Friday, May 3, 2024

SFCMP to Conclude Season with Vocal Offerings

Soprano Winnie Nieh (courtesy of SFCMP)

At the end of this month, the San Francisco Contemporary Music Players (SFCMP) will conclude its 2023–24 season with another program featuring vocal works, given the title RE:voicing 2: Worlds Apart. The instrumentalists will be joined by the Volti chamber choir, led by its founder Robert Geary, along with two vocal soloists, soprano Winnie Nieh and baritone Daniel Cilli. The featured work on the program will fill the second half of the evening, the cantata Worlds Apart, composed by Richard Festinger.

This piece was commissioned from the Fromm Music Foundation at Harvard University in 2018. The plan was for the work to be given its first performance by Cantata Singers and Ensemble, based in Boston. The new work would provide the same instrumental accompaniment that Johann Sebastian Bach required for his BWV 78 cantata, Jesu, der du meine Seele. However, while BWV 78 required four vocal soloists (soprano, alto, tenor, and bass), the new work would require (as can be seen above) only a soprano and a baritone. The text for the cantata drew upon an eclectic collection of sources from Bertolt Brecht, Stephen Crane, and Wendell Berry. Due to the COVID-19 pandemic, the originally scheduled world premiere had to be cancelled, meaning that this month’s concert will mark the composition’s first performance.

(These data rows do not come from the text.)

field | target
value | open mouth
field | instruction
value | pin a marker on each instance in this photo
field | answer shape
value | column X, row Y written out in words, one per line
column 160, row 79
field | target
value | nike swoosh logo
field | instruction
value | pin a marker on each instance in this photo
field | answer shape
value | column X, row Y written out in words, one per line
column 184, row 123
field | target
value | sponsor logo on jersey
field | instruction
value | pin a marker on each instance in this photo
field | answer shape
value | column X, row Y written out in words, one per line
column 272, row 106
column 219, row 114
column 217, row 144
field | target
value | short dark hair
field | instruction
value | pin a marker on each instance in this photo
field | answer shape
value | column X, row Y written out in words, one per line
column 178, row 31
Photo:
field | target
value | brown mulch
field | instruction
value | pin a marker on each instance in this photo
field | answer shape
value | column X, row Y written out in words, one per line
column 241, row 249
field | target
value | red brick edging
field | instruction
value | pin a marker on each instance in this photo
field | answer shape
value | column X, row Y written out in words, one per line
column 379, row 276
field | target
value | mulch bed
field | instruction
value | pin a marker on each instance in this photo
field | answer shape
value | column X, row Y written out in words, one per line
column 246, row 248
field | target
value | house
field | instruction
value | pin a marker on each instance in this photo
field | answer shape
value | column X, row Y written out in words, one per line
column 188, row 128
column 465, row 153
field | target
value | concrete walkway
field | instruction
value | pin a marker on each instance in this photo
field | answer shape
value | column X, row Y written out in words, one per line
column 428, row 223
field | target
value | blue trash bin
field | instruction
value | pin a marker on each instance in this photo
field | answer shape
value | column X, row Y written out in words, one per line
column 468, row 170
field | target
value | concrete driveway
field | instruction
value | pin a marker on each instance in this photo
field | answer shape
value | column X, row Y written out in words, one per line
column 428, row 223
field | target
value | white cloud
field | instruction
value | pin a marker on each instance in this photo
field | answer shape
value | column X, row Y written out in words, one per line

In the first half of the program, Volti will perform “De Profundis” (out of the depths), a setting of Psalm 130 by the rising young Bay Area composer Jens Ibsen. There will also be a performance of “Effortlessly, Love Flows,” one of the movements from Aaron Jay Kernis’ Ecstatic Meditations. The text is taken from the writings of the medieval mystic Mechthild of Magdeburg.

The first half will then conclude with the only instrumental work on the program. “Asko Concerto” was one of the last pieces to be composed by Elliott Carter. It was written on a commission for the Asko Ensemble, which is based in Amsterdam. Carter wrote the score for sixteen players, drawing upon the concept of a Baroque concerto grosso. The work is in six sections, which involve different combinations of instruments.

This program will take place on Thursday, May 30, beginning at 7:30 p.m. The venue will be the Brava Theater, which is located in the Mission at 2781 24th Street. As usual, the program will be preceded at 6:30 p.m. by a How Music is Made discussion with Artistic Director Eric Dudley in conversation with Festinger. General admission will be $35 with a $40 VIP rate, and $15 for students. Tickets may be purchased online through a City Box Office event page.